Spot modules partition the expression map
We generated an over-expression-spot map which summarizes all red over-expression spots observed in the single-sample portraits (Fig. 2a, see ). In total, 13 spot modules A–M were identified, where each of them represents a module of co-expressed genes with a specific mean expression profile (Additional file 1: Figure S5; for lists of genes, see Additional file 4). Nine of the spots are mainly activated in the lymphomas and four in the controls. The spot-connectivity map in Fig. 2b visualizes the probability of joint spot appearances in the single-sample portraits. Accordingly, BL samples frequently express spots A, B and D together (red circles) while DLBCL tend to co-express E–G (blue circles). The frequency distribution of activated spots and their number distribution in each class show two-to-four recurrently activated modules in BL, cell lines, B cells and tonsils (Fig. 2c, d). For example, tonsils are characterized by ubiquitous presence of the two spots I and J (see also the tonsil portrait in Fig. 1a), which are specifically over-expressed in tonsillar tissue specimen as well as in tumors contaminated with tonsillar tissue this way giving rise to the ‘blue-shift’ of the rest of the portrait (Additional file 1: Figure S3 and S5) . The broader distribution in intermediate lymphoma, DLBCL and FL reflects their more heterogeneous character. No spots were assigned in 133 samples, mainly in DLBCL (77 samples), intermediate lymphoma (24), FL (7), FL/DLBCL (11) and BL (2) due to their relatively flat expression landscapes.

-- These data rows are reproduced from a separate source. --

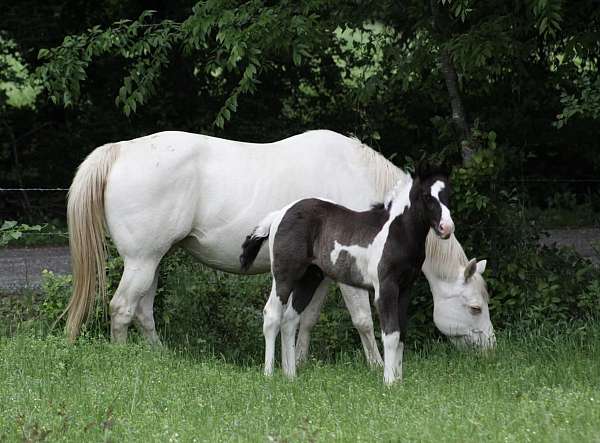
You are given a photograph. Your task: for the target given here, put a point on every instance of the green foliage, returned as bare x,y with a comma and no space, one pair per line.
19,89
539,385
11,230
143,45
584,104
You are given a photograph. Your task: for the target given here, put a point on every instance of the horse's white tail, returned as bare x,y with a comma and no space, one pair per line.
85,216
254,241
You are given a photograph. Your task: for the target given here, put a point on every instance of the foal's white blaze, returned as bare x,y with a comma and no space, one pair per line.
446,224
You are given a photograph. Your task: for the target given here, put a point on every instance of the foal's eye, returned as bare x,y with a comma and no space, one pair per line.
475,310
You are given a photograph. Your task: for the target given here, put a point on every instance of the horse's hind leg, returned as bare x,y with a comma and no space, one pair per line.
271,322
301,296
144,314
357,302
136,281
308,319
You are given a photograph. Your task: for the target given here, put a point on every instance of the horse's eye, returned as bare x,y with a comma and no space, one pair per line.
475,310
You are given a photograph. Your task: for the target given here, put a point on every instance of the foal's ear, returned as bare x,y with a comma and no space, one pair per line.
481,266
423,169
470,269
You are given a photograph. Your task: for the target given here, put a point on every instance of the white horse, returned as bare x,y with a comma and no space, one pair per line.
204,194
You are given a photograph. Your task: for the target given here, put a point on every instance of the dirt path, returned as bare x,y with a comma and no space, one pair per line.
22,267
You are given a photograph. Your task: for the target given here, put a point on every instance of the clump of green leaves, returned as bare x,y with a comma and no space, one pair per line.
18,87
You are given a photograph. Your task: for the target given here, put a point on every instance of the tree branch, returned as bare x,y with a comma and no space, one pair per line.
449,72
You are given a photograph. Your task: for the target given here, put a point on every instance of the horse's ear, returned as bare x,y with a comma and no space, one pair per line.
481,266
470,269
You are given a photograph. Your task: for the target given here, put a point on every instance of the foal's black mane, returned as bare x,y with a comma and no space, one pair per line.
379,206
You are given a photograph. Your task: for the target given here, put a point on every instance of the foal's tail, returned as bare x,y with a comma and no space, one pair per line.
254,241
85,216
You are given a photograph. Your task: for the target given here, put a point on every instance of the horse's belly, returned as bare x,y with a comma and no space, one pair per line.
222,252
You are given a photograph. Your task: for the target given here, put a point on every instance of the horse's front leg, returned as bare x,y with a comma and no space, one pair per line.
357,302
387,299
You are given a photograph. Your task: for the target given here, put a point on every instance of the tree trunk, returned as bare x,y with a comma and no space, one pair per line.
449,72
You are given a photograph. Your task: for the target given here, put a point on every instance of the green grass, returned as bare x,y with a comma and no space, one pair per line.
540,387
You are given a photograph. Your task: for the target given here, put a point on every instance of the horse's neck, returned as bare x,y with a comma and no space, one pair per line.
444,259
383,173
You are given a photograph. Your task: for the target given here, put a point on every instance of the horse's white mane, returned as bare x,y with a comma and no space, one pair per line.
402,186
385,174
446,259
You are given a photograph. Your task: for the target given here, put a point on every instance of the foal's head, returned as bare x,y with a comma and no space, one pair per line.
433,189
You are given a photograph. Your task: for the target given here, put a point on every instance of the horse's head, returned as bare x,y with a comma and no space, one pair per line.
434,191
461,308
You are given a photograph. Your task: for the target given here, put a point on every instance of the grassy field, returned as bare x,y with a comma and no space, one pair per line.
542,387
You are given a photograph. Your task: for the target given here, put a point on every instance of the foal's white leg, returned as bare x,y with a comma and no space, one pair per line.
289,325
144,314
137,280
271,322
308,319
392,353
357,302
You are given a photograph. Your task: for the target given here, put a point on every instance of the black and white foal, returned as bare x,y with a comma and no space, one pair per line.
381,250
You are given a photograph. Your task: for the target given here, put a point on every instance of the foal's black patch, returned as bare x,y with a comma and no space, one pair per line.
306,287
250,249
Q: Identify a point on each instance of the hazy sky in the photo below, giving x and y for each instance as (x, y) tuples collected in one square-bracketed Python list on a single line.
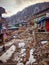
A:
[(13, 6)]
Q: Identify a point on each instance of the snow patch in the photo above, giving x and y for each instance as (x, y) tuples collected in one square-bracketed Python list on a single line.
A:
[(21, 44), (7, 54)]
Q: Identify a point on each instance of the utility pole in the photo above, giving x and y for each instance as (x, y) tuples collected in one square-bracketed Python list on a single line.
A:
[(2, 10)]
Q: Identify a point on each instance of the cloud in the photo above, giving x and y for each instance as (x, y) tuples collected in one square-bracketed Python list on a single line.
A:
[(14, 6)]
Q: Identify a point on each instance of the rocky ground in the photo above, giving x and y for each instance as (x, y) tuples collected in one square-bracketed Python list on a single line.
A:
[(28, 48)]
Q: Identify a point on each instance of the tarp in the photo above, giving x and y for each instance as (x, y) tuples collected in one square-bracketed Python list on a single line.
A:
[(43, 19)]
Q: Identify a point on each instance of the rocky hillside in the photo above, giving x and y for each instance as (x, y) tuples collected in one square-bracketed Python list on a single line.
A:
[(28, 12)]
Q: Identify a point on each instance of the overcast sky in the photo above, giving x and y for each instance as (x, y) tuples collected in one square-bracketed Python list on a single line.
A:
[(13, 6)]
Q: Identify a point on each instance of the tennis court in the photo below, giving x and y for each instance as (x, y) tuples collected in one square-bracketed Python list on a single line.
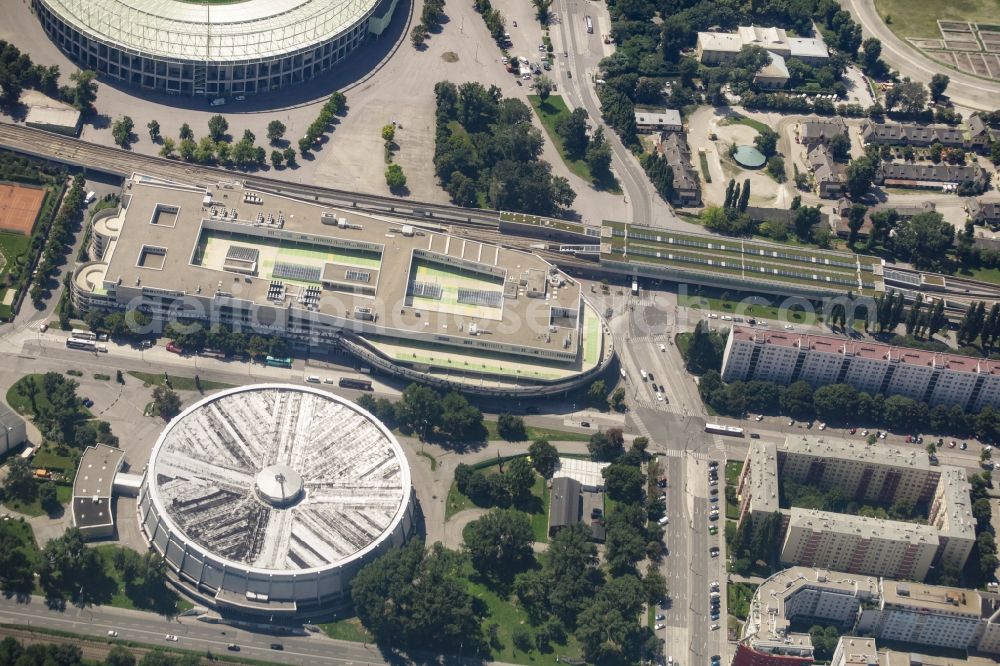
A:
[(19, 206), (440, 288), (291, 259)]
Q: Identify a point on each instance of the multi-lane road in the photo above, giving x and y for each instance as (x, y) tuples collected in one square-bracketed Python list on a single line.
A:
[(675, 427), (964, 90)]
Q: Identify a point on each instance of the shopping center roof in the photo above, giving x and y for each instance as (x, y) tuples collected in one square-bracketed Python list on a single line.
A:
[(250, 30)]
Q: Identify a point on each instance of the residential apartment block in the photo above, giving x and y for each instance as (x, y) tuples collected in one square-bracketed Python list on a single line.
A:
[(935, 378), (881, 608), (865, 474), (905, 174)]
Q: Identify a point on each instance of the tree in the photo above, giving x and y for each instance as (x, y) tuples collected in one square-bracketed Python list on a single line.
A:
[(217, 127), (924, 240), (937, 86), (275, 130), (168, 147), (166, 403), (68, 568), (860, 173), (544, 458), (84, 90), (499, 543), (416, 597), (797, 400), (511, 428), (572, 128), (121, 130), (623, 483), (744, 198), (418, 35), (599, 155), (543, 86), (395, 178), (606, 446)]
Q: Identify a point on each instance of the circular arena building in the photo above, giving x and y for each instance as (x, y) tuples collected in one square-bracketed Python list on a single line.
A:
[(189, 48), (268, 499)]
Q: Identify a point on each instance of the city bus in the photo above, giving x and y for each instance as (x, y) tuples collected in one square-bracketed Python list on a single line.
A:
[(362, 384), (276, 362), (77, 343), (717, 429)]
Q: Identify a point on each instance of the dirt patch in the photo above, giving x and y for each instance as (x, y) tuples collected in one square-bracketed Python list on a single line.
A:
[(19, 206)]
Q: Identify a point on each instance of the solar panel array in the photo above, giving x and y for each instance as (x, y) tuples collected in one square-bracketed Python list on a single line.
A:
[(297, 272), (425, 290), (490, 299), (276, 291), (242, 253), (359, 276), (310, 297)]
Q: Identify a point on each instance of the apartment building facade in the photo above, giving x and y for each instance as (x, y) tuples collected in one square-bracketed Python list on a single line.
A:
[(935, 378), (881, 608), (876, 475)]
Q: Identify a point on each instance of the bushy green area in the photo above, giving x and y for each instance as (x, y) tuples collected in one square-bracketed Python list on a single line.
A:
[(497, 600), (738, 596), (486, 152)]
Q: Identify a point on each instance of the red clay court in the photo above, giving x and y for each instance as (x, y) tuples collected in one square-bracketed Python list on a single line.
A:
[(19, 208)]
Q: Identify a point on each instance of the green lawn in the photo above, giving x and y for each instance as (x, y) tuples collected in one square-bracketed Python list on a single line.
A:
[(348, 629), (11, 246), (550, 434), (163, 601), (919, 19), (743, 120), (178, 383), (34, 508), (549, 113)]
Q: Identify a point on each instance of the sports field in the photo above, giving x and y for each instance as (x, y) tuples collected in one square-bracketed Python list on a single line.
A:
[(213, 247), (19, 206), (450, 279), (919, 19)]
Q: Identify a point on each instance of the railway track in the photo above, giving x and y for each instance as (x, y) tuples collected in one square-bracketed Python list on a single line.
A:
[(122, 163)]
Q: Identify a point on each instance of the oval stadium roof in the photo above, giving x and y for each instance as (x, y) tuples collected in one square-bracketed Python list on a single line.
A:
[(251, 30)]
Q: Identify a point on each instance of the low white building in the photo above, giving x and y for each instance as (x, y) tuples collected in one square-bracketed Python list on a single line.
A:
[(668, 120)]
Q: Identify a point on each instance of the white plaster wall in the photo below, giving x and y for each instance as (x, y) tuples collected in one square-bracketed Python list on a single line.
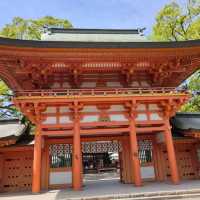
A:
[(90, 118), (147, 172), (90, 109), (50, 110), (135, 84), (88, 85), (144, 84), (64, 109), (66, 85), (64, 119), (141, 117), (155, 116), (114, 84), (160, 138), (50, 120), (116, 108), (55, 85), (119, 117), (153, 107), (141, 107), (60, 178)]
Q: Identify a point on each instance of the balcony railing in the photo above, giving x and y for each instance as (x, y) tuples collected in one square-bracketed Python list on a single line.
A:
[(100, 92)]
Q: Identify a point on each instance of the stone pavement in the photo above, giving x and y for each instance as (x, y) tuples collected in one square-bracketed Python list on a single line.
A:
[(104, 187)]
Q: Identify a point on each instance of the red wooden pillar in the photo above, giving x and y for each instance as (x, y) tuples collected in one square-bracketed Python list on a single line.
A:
[(36, 180), (77, 160), (134, 152), (171, 154)]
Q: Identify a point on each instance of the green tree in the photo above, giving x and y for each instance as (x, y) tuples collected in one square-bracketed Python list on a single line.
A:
[(176, 23), (31, 29), (28, 29)]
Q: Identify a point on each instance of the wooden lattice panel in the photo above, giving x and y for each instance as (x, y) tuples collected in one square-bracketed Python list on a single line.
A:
[(17, 172), (186, 161), (145, 148)]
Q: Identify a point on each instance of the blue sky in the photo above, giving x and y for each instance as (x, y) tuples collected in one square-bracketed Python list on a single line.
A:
[(87, 13)]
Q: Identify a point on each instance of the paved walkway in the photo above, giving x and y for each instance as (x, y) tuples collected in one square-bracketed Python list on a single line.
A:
[(103, 187)]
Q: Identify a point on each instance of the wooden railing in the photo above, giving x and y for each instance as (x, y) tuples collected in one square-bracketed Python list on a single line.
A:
[(100, 92)]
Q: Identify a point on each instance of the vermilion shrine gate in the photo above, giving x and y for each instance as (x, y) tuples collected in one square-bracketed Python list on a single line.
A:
[(85, 91)]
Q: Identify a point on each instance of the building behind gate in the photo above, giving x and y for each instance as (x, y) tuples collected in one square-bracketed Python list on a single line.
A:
[(96, 91)]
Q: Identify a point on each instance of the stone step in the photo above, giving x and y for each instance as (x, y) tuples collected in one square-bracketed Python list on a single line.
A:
[(180, 194), (164, 197)]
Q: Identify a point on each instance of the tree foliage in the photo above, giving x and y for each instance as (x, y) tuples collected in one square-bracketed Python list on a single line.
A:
[(176, 23), (31, 29)]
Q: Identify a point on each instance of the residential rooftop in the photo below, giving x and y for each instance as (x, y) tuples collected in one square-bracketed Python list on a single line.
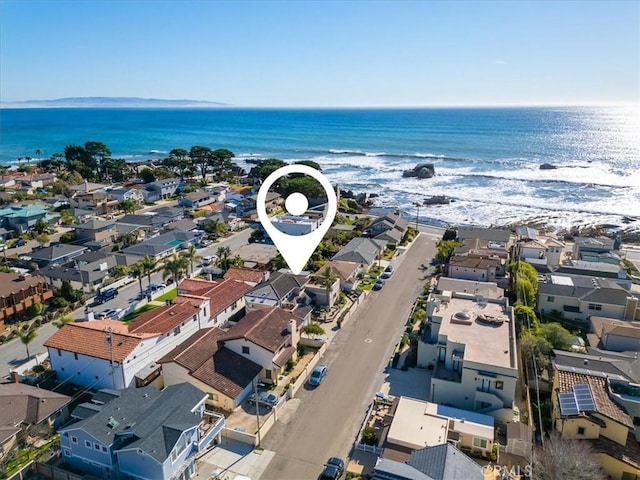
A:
[(485, 343)]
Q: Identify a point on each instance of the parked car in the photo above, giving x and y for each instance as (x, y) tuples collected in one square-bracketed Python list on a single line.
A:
[(333, 469), (264, 398), (387, 272), (318, 375)]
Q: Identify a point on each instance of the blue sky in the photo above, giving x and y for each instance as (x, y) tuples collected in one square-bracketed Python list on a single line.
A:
[(328, 53)]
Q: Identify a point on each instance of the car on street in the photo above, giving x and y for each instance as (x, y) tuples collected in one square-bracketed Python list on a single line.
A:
[(318, 375), (115, 313), (333, 469), (264, 398), (21, 242), (387, 272)]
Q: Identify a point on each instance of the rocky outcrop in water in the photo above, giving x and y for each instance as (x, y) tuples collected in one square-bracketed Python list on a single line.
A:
[(422, 170)]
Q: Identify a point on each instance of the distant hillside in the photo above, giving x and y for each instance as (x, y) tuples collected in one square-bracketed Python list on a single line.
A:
[(94, 102)]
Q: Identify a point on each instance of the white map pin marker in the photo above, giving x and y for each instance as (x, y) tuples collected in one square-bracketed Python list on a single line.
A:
[(296, 250)]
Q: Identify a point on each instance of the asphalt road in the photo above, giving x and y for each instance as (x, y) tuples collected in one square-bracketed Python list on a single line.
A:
[(328, 418), (13, 353)]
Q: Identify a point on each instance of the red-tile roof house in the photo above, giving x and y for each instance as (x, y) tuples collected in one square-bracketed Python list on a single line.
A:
[(109, 354), (226, 298), (268, 337), (224, 374)]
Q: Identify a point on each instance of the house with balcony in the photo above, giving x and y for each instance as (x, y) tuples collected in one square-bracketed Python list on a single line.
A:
[(578, 297), (226, 376), (389, 228), (197, 199), (584, 408), (282, 290), (417, 424), (268, 337), (111, 354), (226, 298), (470, 344), (20, 219), (18, 292), (162, 189), (143, 433), (103, 232), (126, 193)]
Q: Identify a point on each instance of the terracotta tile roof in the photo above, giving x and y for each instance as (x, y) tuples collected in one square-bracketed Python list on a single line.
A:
[(12, 283), (266, 327), (245, 275), (221, 294), (163, 320), (89, 338), (216, 366), (604, 405)]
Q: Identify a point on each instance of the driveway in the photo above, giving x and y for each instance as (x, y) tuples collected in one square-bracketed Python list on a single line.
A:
[(329, 416)]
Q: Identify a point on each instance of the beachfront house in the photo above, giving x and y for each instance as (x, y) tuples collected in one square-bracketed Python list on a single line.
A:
[(469, 343), (143, 433)]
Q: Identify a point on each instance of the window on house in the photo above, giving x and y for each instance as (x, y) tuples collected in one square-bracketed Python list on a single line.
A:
[(479, 442)]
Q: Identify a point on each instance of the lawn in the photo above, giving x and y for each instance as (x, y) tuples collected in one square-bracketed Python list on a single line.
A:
[(170, 295)]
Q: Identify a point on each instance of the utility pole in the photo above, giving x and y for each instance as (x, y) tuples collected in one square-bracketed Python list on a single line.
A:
[(255, 392), (109, 331)]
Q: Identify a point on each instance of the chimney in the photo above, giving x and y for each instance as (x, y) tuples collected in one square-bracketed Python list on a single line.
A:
[(293, 330)]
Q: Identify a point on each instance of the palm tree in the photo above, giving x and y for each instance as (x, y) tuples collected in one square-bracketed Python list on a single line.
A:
[(137, 271), (26, 338), (223, 254), (190, 256), (149, 266), (62, 321), (175, 267)]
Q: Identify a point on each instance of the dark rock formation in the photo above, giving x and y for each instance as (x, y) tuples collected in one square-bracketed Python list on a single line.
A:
[(422, 170)]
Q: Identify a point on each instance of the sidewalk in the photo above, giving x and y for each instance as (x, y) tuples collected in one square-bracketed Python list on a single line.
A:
[(232, 458)]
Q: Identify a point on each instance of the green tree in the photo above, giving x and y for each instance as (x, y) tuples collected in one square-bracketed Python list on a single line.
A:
[(40, 227), (128, 206), (62, 321), (558, 336), (35, 309), (147, 176), (149, 266), (26, 338), (313, 330), (174, 268), (137, 271), (191, 255)]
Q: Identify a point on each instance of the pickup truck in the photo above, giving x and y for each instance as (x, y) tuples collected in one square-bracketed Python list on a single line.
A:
[(264, 398)]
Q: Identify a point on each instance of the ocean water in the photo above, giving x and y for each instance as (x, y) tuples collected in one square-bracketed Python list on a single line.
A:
[(486, 159)]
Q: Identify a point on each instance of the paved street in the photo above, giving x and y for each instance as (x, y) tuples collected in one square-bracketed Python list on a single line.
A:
[(329, 417), (13, 353)]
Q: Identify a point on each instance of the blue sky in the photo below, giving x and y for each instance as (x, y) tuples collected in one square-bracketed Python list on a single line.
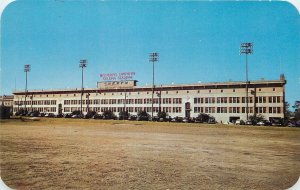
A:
[(197, 41)]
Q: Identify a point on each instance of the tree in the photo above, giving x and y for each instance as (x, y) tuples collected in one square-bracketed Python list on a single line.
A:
[(296, 106)]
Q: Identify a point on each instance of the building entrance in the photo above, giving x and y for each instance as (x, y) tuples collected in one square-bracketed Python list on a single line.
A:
[(188, 109), (233, 119), (59, 109)]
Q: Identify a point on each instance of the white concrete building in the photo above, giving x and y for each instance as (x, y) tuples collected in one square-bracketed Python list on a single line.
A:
[(226, 101)]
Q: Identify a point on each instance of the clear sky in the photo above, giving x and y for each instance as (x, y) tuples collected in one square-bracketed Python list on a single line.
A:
[(197, 41)]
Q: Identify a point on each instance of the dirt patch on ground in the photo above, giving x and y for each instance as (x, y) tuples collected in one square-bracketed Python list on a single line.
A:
[(95, 154)]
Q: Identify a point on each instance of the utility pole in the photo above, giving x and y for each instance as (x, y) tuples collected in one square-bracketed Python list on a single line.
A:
[(26, 70), (153, 57), (88, 102), (82, 65), (246, 48)]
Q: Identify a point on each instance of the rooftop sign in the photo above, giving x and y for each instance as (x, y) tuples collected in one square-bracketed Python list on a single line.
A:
[(117, 76)]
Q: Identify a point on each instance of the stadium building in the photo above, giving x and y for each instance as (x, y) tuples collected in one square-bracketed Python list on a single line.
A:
[(226, 101)]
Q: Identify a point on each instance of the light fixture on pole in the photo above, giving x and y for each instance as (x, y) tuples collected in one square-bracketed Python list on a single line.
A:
[(82, 65), (246, 48), (26, 70), (153, 57)]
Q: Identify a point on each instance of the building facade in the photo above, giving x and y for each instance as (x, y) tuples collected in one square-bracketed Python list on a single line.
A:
[(226, 101), (7, 100)]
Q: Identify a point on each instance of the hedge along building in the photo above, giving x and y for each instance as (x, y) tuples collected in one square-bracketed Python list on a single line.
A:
[(226, 101)]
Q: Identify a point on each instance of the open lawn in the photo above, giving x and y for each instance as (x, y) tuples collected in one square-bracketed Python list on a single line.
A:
[(96, 154)]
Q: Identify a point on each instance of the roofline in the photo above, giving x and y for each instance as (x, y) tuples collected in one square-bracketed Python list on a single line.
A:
[(198, 86)]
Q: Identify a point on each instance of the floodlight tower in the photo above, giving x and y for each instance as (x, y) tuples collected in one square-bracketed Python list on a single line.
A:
[(82, 65), (246, 48), (153, 57), (26, 70)]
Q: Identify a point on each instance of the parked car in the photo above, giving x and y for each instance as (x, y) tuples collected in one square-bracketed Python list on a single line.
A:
[(248, 122), (132, 117), (98, 116), (155, 118), (42, 114), (77, 116), (59, 115), (143, 118), (187, 120), (212, 121), (240, 122), (177, 119), (67, 115), (50, 115)]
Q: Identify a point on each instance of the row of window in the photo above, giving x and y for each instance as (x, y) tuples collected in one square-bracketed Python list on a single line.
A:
[(125, 101), (40, 109), (36, 102), (129, 109), (237, 110), (166, 92), (260, 99)]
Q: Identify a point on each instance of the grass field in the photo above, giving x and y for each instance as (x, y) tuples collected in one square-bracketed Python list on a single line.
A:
[(96, 154)]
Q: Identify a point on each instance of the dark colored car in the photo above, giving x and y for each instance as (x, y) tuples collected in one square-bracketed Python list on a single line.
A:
[(98, 116), (187, 120), (177, 119), (132, 117), (68, 115), (143, 118), (59, 115), (155, 118), (50, 115)]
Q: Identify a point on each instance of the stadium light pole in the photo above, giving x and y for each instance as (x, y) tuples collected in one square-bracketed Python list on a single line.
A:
[(153, 57), (82, 65), (26, 70), (246, 48)]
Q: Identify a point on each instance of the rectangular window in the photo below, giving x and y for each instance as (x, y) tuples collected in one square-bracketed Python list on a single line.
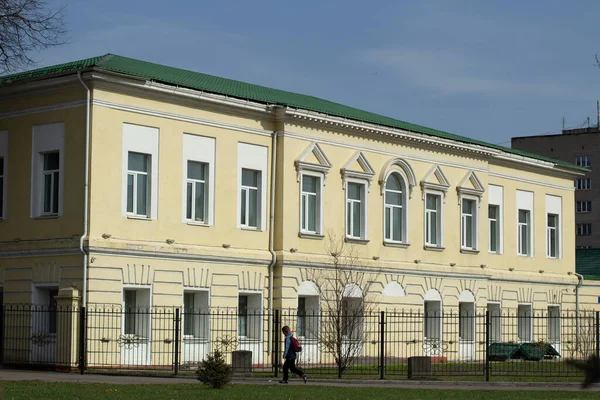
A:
[(352, 318), (553, 325), (552, 236), (583, 229), (1, 187), (494, 228), (196, 315), (301, 323), (584, 206), (50, 179), (433, 219), (197, 192), (130, 311), (584, 184), (250, 199), (495, 322), (138, 184), (524, 233), (468, 224), (355, 210), (583, 161), (524, 328), (310, 204)]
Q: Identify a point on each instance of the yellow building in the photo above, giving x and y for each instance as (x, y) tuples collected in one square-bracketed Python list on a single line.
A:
[(145, 185)]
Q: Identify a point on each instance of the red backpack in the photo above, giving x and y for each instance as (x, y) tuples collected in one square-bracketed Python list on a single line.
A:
[(295, 345)]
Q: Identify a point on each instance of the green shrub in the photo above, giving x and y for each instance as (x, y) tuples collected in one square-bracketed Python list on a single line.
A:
[(214, 371)]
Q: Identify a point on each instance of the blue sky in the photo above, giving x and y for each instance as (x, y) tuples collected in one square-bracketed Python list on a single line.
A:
[(483, 69)]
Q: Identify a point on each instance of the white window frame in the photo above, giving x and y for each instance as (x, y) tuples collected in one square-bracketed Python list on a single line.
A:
[(498, 320), (520, 225), (583, 161), (583, 206), (4, 156), (245, 200), (404, 208), (583, 184), (258, 316), (581, 231), (48, 138), (474, 223), (364, 211), (194, 182), (440, 220), (135, 174), (194, 291), (519, 319), (497, 220), (549, 231), (199, 149), (319, 201), (143, 140), (254, 157)]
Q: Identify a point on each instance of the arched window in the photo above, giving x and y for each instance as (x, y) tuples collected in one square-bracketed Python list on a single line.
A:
[(395, 209)]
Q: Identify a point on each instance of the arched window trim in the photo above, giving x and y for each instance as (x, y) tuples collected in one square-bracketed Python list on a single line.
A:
[(405, 207)]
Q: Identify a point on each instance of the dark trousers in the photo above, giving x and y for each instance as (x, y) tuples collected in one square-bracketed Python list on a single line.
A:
[(290, 365)]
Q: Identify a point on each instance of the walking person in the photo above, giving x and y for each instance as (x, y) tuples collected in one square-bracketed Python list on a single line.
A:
[(289, 354)]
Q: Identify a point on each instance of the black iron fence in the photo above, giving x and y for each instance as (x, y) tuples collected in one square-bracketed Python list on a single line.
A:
[(384, 344)]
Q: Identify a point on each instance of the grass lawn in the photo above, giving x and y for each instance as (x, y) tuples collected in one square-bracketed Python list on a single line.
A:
[(73, 391)]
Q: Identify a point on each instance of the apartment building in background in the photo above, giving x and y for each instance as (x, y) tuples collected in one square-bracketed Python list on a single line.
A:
[(142, 185), (582, 147)]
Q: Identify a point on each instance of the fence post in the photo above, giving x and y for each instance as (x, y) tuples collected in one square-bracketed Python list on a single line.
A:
[(1, 336), (176, 355), (487, 345), (275, 333), (382, 345), (597, 334), (82, 339)]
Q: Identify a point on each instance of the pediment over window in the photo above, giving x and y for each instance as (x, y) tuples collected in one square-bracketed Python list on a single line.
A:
[(358, 167), (401, 166), (313, 159), (470, 184), (435, 180)]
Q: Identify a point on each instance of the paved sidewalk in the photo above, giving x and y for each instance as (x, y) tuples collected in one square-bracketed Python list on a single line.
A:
[(46, 376)]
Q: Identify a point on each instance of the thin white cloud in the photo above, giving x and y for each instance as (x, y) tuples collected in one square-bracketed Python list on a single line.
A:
[(448, 73)]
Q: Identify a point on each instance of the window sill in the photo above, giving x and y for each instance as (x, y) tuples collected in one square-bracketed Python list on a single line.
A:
[(139, 217), (54, 216), (469, 251), (250, 229), (356, 240), (308, 235), (434, 248), (399, 245), (192, 223)]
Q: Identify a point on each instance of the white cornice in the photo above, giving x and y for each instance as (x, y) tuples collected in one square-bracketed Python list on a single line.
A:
[(41, 109), (179, 117)]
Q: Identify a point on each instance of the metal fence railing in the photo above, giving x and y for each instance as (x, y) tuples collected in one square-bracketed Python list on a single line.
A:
[(398, 344)]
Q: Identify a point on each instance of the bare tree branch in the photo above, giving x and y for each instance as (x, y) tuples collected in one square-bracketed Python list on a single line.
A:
[(346, 291), (27, 26)]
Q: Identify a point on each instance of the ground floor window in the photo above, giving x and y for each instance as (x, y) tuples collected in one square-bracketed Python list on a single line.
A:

A functional map of the spot modules
Each of the 13 spot clusters is populated typically with a few hundred genes (Additional file 4). Their functional context was analyzed by gene set analysis  (Fig. 3a and Additional file 1: Figures S7–S9). Modules activated in BL tumors are related to ‘replication’ and ‘cell cycle’ (spot D, p values < 10− 25 in Fisher’s test) and those in DLBCL to ‘inflammation’ (spot F, < 10− 25) reflecting tumor-infiltrating immune cells [13, 45, 46]. Modules G and I show stromal signatures  while module J upregulated in tonsils significantly enriches gene sets related to ‘keratinization’ (< 10− 23), a ‘tonsil signature’ (< 10− 10) [23, 32], and to ‘B cell-mediated adaptive immune response’ (< 10− 11). Genes associated with biological functions of B cells are enriched in modules K (e.g. ‘B cell activation’) and M (‘B cell differentiation’, < 10− 3). For a more detailed assignment of the spot patterns to B cell biology, we estimated enrichment of a series of gene sets taken from literature [47, 48] and from a separate analysis of the B cell samples (Fig. 3a, boxes with blue background). Modules activated in BL accumulate signature genes of the dark zone of the GC whereas modules activated in DLBCL accumulate light zone signature genes. The modules H, K, L and M enrich genes related to ‘plasma cells’ and to ‘pre/post-GC B cells’, respectively. Hence, assigning the functional context of the spot patterns provides a functional map that enables interpretation of the lymphoma portraits in terms of activated cellular programs.
Mapping key mutations
Mapping of selected genes with mutations in lymphoma [50, 51, 53,54,55,56,57,58,59,60] into the SOM associates their expression profiles with that of the adjacent expression modules (Fig. 3b). Genes frequently mutated in BL are located in the BL-specific spot A (e.g. ID3, CCND3) and D (e.g. TCF3, SMARCA4, MYC) indicating their increased activity in BL and partly in intermediate lymphomas [50, 61]. Genes frequently mutated in DLBCL, FL and/or multiple myelomas (MM) such as BCL6 and BCL2 are found in or near spot K upregulated in healthy B cells and, to a lesser degree, in FL, and downregulated in BL and DLBCL (Additional file 1: Figure S5). The chromatin-modifying genes CREBBP (mutated in 30% of GCB-DLBCL , in early FL stages  and shared between primary and transformed FL ) and KMT2D (alias MLL2) are located in spots up- or downregulated in part of the FL cases compared with DLBCL suggesting epigenetic deregulation in FL. It presumably also involves HLA class II antigens , as supported by genome-wide association study (GWAS) analyses (Additional file 1: Figure S12), and MYD88, CDKN2B and PIK3CD, all affected by mutations preferentially in ABC-DLBCL leading to ‘chronic active’ B cell receptor signaling  (see also Additional file 1: Figure S11 for pathway analyses).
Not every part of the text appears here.